Кумар долбящий и созависимость. Трезвение и литература | страница 29




Но людям вряд ли это нравится…



Управляемый темой, он начинает ею управлять согласно своей главной муке и заботе:


Не знаю, может быть, амнЕзия


настигнет (или амнезИя?) —


не знаю… Но ушла поэзия


куда-то на периферию.



Когда читаешь или слушаешь большой объем стихов, невольно вычленяешь, особенно начиная уставать, ключевое слово, на которое бессознательно «запал» стихотворец. Чаще других в импровизациях Андрей ставит два кратких прилагательных: «возможно» и «невозможно». Представить «дизморфоманию» как процесс необратимый он был не в состоянии, аналогично — признать необратимым любое из заблуждений, которое овладевало на большой срок большими человеческими массами. В конце концов, как ни оскорбляют Пригов или Сорокин идею авторства, одно из высших поручений человеку, они лишь приближают прозрение. Так тошнота приближает очищение организма. Страдания Андрея и иже с ним уже искуплены: когда разгребут завалы грядущие мусорщики, они обнаружат не пустоты, а культурный слой.

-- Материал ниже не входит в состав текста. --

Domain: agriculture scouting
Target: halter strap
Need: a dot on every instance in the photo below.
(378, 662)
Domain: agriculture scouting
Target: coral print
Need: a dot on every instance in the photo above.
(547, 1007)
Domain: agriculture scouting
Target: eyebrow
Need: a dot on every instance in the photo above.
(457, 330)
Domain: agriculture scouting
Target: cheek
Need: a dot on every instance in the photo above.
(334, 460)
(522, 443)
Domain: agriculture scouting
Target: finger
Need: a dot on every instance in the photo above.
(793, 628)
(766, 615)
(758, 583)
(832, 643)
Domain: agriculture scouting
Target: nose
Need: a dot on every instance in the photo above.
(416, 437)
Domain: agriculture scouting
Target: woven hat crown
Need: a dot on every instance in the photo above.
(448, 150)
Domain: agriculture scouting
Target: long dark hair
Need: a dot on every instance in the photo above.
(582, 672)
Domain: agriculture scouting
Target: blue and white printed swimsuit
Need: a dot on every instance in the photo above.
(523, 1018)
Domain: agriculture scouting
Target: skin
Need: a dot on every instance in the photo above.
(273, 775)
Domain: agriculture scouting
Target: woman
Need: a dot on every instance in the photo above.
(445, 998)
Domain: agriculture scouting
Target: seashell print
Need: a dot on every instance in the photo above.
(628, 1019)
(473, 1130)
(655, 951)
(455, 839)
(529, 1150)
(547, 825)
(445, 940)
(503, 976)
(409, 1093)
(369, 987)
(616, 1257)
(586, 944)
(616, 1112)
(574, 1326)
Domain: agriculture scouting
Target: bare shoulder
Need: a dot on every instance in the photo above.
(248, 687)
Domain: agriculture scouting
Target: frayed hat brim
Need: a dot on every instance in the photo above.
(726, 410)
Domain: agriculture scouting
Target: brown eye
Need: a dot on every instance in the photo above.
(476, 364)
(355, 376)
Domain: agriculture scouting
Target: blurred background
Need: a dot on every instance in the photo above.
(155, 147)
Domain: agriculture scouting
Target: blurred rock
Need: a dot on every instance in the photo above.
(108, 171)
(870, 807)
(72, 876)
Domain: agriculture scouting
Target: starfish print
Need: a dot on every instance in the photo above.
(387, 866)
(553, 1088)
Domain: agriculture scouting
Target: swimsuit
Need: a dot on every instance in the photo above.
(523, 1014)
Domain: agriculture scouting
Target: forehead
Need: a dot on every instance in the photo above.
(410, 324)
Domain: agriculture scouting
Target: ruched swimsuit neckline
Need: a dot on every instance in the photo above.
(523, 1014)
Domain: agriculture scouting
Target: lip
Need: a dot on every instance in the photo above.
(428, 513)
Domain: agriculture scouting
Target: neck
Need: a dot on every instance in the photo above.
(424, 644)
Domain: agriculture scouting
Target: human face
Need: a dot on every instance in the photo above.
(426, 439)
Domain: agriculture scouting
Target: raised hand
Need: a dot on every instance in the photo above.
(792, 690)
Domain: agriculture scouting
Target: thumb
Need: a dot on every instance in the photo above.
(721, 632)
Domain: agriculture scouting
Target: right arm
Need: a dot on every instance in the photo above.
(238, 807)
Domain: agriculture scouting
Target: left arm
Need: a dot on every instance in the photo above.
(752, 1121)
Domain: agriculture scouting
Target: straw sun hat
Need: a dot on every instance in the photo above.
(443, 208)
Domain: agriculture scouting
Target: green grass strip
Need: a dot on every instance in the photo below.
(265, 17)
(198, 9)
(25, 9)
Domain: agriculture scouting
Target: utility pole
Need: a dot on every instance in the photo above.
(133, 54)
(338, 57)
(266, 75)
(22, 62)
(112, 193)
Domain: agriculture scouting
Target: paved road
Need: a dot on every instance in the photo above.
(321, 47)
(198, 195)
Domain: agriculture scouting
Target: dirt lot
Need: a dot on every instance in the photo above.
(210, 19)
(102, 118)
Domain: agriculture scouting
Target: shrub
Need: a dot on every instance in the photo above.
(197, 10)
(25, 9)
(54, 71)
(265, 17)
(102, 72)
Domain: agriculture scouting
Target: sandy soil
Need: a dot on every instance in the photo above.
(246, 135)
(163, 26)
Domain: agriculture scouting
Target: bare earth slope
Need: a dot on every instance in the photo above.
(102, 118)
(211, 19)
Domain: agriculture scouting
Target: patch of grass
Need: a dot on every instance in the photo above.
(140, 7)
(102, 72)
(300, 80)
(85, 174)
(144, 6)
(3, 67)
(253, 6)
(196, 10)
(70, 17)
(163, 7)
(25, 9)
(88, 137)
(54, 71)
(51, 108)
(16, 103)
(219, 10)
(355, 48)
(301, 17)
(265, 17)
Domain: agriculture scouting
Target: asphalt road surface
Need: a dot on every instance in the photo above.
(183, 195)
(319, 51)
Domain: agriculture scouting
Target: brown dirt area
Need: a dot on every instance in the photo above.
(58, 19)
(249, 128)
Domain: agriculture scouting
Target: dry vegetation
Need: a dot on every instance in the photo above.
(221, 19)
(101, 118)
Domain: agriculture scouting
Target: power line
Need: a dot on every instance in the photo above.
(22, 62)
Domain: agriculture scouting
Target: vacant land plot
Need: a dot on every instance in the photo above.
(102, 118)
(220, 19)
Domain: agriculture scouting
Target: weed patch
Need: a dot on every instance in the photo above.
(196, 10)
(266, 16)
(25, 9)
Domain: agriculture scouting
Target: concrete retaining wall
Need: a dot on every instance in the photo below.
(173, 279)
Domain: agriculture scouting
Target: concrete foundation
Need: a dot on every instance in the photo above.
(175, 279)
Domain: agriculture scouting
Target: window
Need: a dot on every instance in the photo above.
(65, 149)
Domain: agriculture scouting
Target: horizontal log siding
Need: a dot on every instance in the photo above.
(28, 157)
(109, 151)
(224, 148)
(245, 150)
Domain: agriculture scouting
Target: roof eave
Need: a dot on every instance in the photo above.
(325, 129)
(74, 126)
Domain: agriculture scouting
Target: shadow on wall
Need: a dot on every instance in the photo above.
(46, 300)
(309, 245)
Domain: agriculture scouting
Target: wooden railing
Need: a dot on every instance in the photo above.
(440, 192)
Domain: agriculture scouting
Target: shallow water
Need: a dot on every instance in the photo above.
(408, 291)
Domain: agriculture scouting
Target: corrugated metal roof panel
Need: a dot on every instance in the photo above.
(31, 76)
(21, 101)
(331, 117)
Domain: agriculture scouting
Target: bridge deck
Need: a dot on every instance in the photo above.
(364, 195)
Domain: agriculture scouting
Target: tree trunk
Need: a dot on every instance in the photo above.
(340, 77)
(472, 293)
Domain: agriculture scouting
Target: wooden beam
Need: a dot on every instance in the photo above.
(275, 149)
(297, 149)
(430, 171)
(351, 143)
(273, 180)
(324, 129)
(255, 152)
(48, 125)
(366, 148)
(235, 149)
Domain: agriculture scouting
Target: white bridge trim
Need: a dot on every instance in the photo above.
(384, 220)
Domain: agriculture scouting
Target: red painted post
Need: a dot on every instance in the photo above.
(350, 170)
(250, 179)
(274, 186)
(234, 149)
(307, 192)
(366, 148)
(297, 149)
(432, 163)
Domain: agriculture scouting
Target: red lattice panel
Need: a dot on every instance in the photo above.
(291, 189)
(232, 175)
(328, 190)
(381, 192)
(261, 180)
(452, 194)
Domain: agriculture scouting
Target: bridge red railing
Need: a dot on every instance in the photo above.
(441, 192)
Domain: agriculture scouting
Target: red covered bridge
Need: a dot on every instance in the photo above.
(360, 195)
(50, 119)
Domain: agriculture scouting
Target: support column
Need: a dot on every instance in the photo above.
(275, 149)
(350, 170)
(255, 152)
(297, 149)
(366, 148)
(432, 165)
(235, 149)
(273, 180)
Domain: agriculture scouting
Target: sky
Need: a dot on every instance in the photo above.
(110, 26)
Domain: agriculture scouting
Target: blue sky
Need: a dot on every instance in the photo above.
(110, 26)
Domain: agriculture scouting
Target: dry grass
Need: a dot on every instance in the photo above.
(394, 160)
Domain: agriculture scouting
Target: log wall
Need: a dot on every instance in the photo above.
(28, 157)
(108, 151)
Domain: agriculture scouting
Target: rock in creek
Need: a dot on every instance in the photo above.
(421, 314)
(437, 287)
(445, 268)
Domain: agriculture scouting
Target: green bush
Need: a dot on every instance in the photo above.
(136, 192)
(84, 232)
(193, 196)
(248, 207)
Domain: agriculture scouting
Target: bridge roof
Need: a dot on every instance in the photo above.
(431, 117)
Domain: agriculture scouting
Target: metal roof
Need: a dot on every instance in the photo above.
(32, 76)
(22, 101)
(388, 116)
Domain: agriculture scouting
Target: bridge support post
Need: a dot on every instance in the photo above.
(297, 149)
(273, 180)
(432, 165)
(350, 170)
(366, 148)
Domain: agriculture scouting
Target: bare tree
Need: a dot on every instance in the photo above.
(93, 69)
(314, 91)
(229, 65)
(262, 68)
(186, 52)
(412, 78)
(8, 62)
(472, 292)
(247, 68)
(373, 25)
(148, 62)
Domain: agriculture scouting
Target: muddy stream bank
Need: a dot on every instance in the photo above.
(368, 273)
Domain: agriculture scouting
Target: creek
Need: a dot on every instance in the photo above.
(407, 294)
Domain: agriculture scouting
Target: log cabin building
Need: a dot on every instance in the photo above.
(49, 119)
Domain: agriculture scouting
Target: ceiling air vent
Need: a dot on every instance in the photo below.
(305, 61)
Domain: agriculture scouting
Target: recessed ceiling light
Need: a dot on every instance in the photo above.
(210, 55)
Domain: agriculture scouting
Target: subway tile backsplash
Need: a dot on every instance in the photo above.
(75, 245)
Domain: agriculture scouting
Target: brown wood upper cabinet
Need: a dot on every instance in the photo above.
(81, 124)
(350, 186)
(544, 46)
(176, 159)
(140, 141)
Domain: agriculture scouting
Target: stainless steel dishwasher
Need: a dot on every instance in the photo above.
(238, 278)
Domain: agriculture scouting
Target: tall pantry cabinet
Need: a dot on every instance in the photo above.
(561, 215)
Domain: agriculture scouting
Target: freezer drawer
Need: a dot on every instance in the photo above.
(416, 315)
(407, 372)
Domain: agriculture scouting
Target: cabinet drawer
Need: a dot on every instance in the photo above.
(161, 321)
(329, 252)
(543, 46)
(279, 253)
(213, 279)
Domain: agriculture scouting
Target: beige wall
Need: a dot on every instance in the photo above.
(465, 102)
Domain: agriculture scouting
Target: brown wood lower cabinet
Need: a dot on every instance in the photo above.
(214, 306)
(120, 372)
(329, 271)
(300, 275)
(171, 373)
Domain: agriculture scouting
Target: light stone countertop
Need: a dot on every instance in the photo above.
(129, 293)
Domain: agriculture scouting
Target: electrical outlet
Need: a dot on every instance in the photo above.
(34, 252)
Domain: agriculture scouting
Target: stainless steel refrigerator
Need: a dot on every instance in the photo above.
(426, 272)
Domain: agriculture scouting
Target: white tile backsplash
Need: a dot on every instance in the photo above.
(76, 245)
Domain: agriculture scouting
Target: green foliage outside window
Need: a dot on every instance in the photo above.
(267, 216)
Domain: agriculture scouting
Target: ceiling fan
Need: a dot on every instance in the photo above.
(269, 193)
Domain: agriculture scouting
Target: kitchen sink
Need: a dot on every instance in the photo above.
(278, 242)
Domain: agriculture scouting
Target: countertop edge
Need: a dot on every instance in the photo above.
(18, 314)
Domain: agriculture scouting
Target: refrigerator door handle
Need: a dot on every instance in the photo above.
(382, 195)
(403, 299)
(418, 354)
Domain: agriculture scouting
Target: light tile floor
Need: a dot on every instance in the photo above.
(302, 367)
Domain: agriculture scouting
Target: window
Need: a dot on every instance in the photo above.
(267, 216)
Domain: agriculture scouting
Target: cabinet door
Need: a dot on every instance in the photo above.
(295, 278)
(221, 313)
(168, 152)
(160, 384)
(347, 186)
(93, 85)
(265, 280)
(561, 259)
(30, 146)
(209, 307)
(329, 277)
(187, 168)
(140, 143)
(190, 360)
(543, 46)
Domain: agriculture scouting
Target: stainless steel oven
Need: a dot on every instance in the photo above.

Дошуршивая последние метры, архаичная пленка с бесполезными сегодня опытами подселенца среди прописанных и владеющих лицевым счетом персонажей, воспроизводит, вопреки общей надежной сомнительности, сомневающуюся надежду:


Но, может быть, мне что-то удалось…



И только Письмо вопиет, не считаясь ни с какой транквилизирующей метафизикой, седативной вечностью: «Как мне жаль этого издерганного, замордованного, раздавленного колесами нашей невозможной жизни человека!»

«Невозможной» — слово из импровизаций, не получивших официального статуса чуда.

Надо было больше напихать выдержек, подкрепить концепцию. А я все повторяю, как тот кассетный еще магнитофон, постороннюю строку, написанную тоже не жильцом, но, по давности отбытия, как бы и не вполне подселенцем:


Богосыновства никто не отнимет


И не развеет бессмертье мое…



(Д. Андреев)

Никто не отнимет

Черная масса, серый строй. Всеволод Гаршин и война

Всеволод Гаршин в 33 года бросился в лестничный пролет. Значительную часть отпущенного ему творческого времени провел в психбольницах. Создал около 19 рассказов, несколько статей и переводов. При всем при том после первой публикации — рассказа (или очерка, как чаще называли этот жанр в период короткой жизни Гаршина) «Четыре дня» — автор получил европейское имя. Мало того: он умудрился с таким тощим багажом остаться в истории отечественной литературы далеко не на последнем месте.

В России тот, кто не настрогал пары десятков романов, и писателем-то считается с большим допуском. «Отметчик» (так его величали современники) Петр Боборыкин наваял больше 100 до некоторой степени художественных произведений, ввел в оборот слово «интеллигенция», а злоязыкая З. Гиппиус еще при жизни подписала ему приговор: «Г. Боборыкин пишет, все пишет, — а его не читают». В той же статье Гиппиус расхваливает беллетриста Альбова, который «начал писать раньше Гаршина», — стало быть, Гаршин служил своеобразной точкой отсчета литературных достижений. Так этот Альбов вообще затерялся — его только в какой-нибудь энциклопедии Южакова можно отыскать. Сокровищ словесных у нас столько, что можем выронить на ходу крупный бриллиант — и не заметить.